RAG-Powered Knowledge Chatbot

Python FastAPI Next.js ChromaDB OpenAI License: MIT

Live Demo · API Docs · Architecture · RAG Pipeline · Portfolio


Abstract

Spiritual AI Guide is a production-deployed, full-stack Retrieval-Augmented Generation (RAG) system that semantically searches a personal knowledge base of 1,649 Obsidian notes (~300,000 words, spanning 75+ books on spirituality, psychology, philosophy, and neuroscience) and generates precise, cited responses via large language models. The system implements a five-stage RAG pipeline — vault ingestion, structure-aware semantic chunking, 384-dimensional sentence-transformer embedding into ChromaDB, hybrid BM25 + dense vector retrieval with composite re-ranking, and multi-LLM generation (GPT-4 Turbo primary, Ollama Llama 3.1 local) — demonstrating end-to-end applied NLP engineering from raw Markdown corpus to a streaming, citation-grounded chat interface. The architecture is containerised with Docker and deployed on Vercel (frontend) and Railway (backend), providing a publicly accessible demonstration of retrieval-augmented AI at scale.


System Architecture

┌─────────────────────────────────────────────────────────────────┐
│                         USER INTERFACE                          │
│              Next.js 14  ·  TypeScript  ·  Tailwind CSS         │
│        Chat · Semantic Search · Note Browser · Tree View        │
└──────────────────────────┬──────────────────────────────────────┘
                           │  REST / SSE  (NEXT_PUBLIC_API_URL)
┌──────────────────────────▼──────────────────────────────────────┐
│                      FASTAPI BACKEND                            │
│  /api/chat  ·  /api/search  ·  /api/notes  ·  /api/tree        │
│                   RAG Engine (Orchestrator)                     │
└───┬────────────────┬───────────────────┬────────────────────────┘
    │                │                   │
    ▼                ▼                   ▼
┌───────────┐  ┌──────────────┐  ┌─────────────────────────────┐
│ ChromaDB  │  │  Embedding   │  │       LLM Providers         │
│ Vector DB │  │  Service     │  │  OpenAI GPT-4 Turbo (prod)  │
│ 1,772 ch. │  │ all-MiniLM   │  │  Ollama Llama 3.1 (local)  │
│ cosine sim│  │ L6-v2 (384D) │  │  Anthropic / Google (opt.)  │
└───────────┘  └──────────────┘  └─────────────────────────────┘

Data Pipeline (offline, run once):
Obsidian Vault (.md) → Parser → Chunker → EmbeddingService → ChromaDB

Tech Stack

Layer Technology Purpose
Backend API Python 3.11, FastAPI, Uvicorn Async REST API with SSE streaming
Vector Database ChromaDB (persistent) Embedding storage & ANN retrieval (cosine)
Embedding Model all-MiniLM-L6-v2 (sentence-transformers) 384D semantic embeddings
Primary LLM OpenAI GPT-4 Turbo Response generation + citation injection
Local LLM Ollama Llama 3.1 8B Free, offline fallback
Optional LLMs Anthropic Claude 3, Google Gemini Multi-provider abstraction
Frontend Next.js 14, TypeScript, Tailwind CSS React SSR with streaming chat UI
Data Source Obsidian Markdown vault (1,649 notes) Personal curated knowledge base
Containerisation Docker, docker-compose Reproducible local deployment
Deployment Vercel (frontend), Railway (backend) Production cloud hosting

RAG Pipeline: 5-Stage Architecture

Full technical deep-dive: docs/rag-pipeline.md

Stage 1 — Obsidian Vault Ingestion

The ObsidianParser walks the vault directory tree, extracts Markdown content, and preserves bidirectional [[WikiLink]] relationships between notes. Each note is tagged with category, book/source, and file path metadata — critical for citation accuracy.

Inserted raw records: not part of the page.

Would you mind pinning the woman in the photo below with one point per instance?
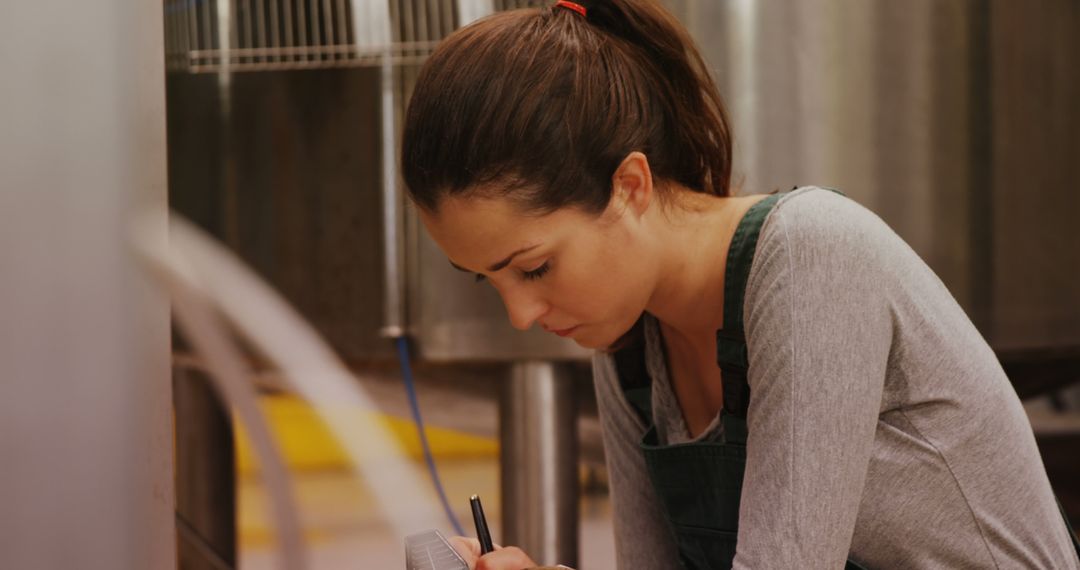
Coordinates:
(782, 382)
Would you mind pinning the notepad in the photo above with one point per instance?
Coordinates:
(429, 551)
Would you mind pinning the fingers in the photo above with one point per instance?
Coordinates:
(509, 558)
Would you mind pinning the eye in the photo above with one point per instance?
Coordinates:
(537, 273)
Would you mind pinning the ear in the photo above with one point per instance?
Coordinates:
(632, 184)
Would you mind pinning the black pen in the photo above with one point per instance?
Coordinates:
(483, 534)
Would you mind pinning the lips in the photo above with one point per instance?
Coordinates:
(563, 331)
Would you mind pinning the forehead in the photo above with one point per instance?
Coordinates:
(475, 232)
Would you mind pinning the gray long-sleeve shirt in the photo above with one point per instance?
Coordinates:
(880, 421)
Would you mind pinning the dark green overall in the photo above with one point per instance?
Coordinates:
(699, 484)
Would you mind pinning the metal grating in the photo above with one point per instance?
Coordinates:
(211, 36)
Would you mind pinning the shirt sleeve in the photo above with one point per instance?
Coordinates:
(643, 540)
(819, 334)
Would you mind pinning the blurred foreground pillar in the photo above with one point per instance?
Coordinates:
(539, 462)
(85, 422)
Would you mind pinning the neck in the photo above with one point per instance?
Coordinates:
(694, 238)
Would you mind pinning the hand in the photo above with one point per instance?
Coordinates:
(502, 558)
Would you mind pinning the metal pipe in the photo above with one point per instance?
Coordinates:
(538, 432)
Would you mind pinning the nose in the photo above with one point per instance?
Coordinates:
(523, 308)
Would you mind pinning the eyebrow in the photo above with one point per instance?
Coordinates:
(500, 265)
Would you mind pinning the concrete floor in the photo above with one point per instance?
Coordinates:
(343, 531)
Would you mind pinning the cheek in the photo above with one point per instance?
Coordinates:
(606, 284)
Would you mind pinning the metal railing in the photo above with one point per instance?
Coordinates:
(203, 36)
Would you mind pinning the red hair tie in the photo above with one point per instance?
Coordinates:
(572, 5)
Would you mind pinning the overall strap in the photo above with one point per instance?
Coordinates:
(634, 378)
(731, 354)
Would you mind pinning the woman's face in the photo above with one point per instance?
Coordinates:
(578, 275)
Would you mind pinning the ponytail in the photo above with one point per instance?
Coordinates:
(542, 105)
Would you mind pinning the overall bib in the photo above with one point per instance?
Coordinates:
(699, 484)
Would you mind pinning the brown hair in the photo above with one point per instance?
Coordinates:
(542, 105)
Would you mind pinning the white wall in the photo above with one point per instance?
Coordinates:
(85, 425)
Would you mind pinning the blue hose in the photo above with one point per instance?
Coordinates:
(410, 390)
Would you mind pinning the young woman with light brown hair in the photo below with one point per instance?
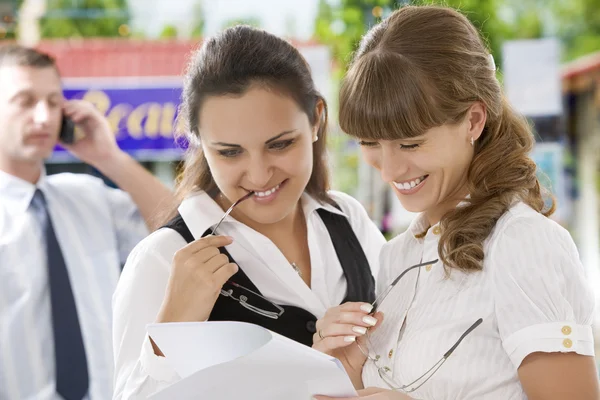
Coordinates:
(484, 296)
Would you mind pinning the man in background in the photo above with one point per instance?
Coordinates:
(63, 237)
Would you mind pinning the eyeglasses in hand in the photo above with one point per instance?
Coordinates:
(246, 297)
(385, 372)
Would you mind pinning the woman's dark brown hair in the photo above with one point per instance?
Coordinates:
(230, 63)
(424, 67)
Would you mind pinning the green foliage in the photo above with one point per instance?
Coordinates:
(252, 21)
(575, 22)
(168, 32)
(199, 21)
(85, 18)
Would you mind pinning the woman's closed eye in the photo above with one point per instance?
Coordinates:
(409, 146)
(281, 145)
(229, 153)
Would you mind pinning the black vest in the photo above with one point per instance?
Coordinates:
(295, 323)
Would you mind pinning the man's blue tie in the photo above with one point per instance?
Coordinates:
(71, 364)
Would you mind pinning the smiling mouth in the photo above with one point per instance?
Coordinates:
(407, 185)
(268, 192)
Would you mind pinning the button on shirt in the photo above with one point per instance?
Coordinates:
(143, 284)
(532, 295)
(96, 227)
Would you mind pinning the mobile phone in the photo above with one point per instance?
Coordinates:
(67, 131)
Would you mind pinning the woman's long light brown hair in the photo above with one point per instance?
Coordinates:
(424, 67)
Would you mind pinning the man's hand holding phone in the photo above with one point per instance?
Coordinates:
(94, 142)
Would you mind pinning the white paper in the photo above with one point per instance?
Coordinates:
(236, 360)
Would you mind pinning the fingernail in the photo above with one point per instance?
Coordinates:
(369, 320)
(366, 308)
(359, 329)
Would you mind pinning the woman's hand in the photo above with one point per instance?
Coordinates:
(371, 394)
(198, 273)
(338, 332)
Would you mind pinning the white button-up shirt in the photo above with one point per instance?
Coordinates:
(96, 227)
(143, 284)
(532, 295)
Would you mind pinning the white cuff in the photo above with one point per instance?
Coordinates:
(553, 337)
(158, 368)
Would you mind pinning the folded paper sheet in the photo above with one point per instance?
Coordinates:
(235, 360)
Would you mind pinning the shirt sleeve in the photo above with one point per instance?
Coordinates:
(543, 302)
(136, 302)
(129, 225)
(368, 234)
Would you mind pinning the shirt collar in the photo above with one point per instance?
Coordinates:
(16, 192)
(310, 205)
(200, 211)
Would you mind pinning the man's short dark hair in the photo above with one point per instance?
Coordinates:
(21, 56)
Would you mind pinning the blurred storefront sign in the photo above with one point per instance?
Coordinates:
(550, 158)
(143, 118)
(142, 109)
(532, 83)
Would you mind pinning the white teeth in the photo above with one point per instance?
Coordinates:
(267, 192)
(411, 184)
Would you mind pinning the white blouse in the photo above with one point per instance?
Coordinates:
(532, 295)
(139, 295)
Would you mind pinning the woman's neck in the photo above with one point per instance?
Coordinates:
(291, 223)
(435, 214)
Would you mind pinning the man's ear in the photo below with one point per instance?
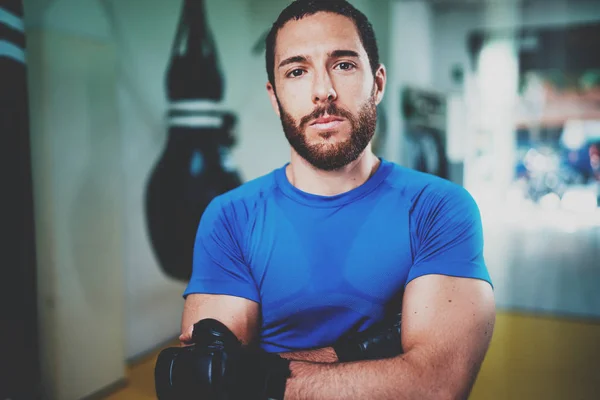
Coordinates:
(380, 81)
(273, 98)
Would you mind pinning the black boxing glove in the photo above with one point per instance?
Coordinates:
(381, 340)
(218, 367)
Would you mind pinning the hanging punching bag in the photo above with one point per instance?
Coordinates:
(195, 165)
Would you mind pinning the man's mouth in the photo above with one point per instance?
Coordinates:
(326, 122)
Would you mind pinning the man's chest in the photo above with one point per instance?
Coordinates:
(334, 261)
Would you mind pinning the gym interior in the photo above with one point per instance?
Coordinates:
(501, 97)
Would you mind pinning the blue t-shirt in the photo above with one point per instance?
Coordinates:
(321, 266)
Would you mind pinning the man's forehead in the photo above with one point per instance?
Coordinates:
(318, 33)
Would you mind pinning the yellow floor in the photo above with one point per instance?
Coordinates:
(530, 358)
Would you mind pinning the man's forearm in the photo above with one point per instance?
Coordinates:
(392, 378)
(324, 355)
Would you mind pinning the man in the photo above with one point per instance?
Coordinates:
(324, 245)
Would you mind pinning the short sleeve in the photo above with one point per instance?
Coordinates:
(218, 262)
(447, 234)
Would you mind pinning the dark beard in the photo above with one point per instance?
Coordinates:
(332, 157)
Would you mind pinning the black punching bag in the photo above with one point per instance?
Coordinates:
(195, 165)
(20, 376)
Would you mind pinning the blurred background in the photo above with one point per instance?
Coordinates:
(121, 119)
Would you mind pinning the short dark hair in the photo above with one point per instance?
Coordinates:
(302, 8)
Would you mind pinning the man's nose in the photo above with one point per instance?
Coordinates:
(323, 90)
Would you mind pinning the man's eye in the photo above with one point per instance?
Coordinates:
(296, 73)
(345, 66)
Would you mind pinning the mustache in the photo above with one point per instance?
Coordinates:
(331, 109)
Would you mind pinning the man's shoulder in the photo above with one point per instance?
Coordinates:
(427, 190)
(247, 193)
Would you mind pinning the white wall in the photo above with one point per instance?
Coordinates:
(76, 162)
(539, 260)
(452, 26)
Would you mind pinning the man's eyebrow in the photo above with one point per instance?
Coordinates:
(292, 60)
(333, 54)
(344, 53)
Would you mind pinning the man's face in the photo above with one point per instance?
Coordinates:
(326, 94)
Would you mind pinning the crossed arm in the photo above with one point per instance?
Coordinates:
(447, 326)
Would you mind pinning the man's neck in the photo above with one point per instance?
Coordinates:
(309, 179)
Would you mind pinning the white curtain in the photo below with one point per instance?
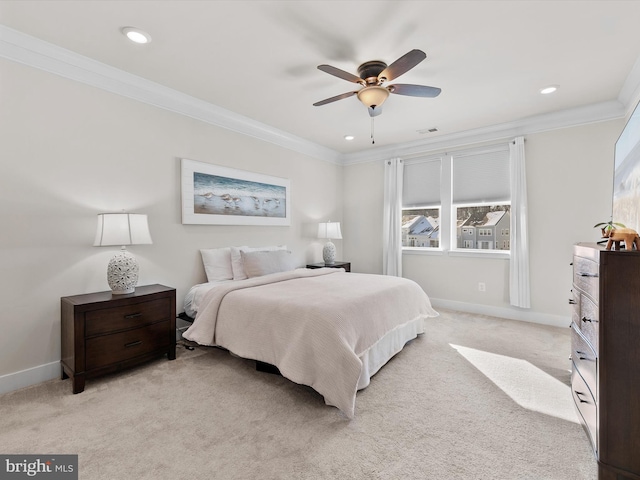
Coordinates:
(519, 291)
(392, 235)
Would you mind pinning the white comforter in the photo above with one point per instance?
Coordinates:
(314, 325)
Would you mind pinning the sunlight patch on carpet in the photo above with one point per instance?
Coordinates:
(525, 383)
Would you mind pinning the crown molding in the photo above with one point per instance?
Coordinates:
(31, 51)
(22, 48)
(630, 91)
(599, 112)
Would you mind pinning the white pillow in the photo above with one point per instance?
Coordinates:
(217, 264)
(261, 263)
(236, 260)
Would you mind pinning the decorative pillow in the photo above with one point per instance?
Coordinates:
(217, 264)
(261, 263)
(236, 260)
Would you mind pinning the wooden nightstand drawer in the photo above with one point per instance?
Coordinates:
(107, 349)
(128, 316)
(103, 332)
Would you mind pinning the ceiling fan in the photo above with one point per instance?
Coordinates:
(373, 75)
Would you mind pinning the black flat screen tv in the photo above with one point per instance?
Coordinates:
(626, 175)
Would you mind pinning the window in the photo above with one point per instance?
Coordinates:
(458, 201)
(421, 203)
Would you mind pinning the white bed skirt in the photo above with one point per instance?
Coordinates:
(388, 346)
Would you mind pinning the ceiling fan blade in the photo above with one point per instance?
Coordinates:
(374, 112)
(403, 64)
(334, 99)
(336, 72)
(414, 90)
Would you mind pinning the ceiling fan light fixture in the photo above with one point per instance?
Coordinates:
(373, 96)
(136, 35)
(549, 89)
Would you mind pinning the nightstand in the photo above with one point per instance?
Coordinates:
(103, 333)
(338, 264)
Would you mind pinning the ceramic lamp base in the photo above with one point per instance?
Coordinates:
(122, 273)
(329, 253)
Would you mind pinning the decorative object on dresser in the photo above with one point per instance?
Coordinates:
(336, 264)
(103, 333)
(620, 235)
(329, 230)
(605, 343)
(122, 229)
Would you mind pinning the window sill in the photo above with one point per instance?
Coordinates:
(421, 251)
(505, 255)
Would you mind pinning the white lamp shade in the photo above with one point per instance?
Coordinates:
(122, 229)
(329, 230)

Stage 2 — Structure-Aware Semantic Chunking

ChunkingService splits notes hierarchically: first by Markdown headers (#, ##, ###), then by double-newline paragraph boundaries if sections exceed the target size. Parameters: 800-token target chunks, 150-token overlap (implemented as word-count proxies). The overlap strategy (appending the final N words of the preceding chunk) preserves cross-boundary semantic continuity. Notes shorter than the minimum threshold (100 tokens) are kept as a single chunk.

Stage 3 — Dense Vector Embedding

All 1,772 chunks are encoded with sentence-transformers/all-MiniLM-L6-v2, producing normalised 384-dimensional L2-normalised embeddings stored in a ChromaDB persistent collection (hnsw:space=cosine). Batch encoding (batch_size=32) is used for efficiency. The same model encodes queries at inference time for consistent semantic space alignment.

Stage 4 — Hybrid Retrieval with Composite Re-ranking

Query processing uses a composite scoring strategy combining three signals:

  • Semantic similarity (70%): ChromaDB cosine distance → similarity score from the HNSW index (top-10 candidates retrieved)
  • Keyword overlap (20%): Jaccard overlap between query tokens and chunk tokens (BM25-style lexical signal without full BM25 index)
  • Link density (10%): Notes with more [[WikiLink]] connections are treated as more semantically central and receive a bonus (capped at 10%)

The top candidates are re-sorted by this composite score before context assembly.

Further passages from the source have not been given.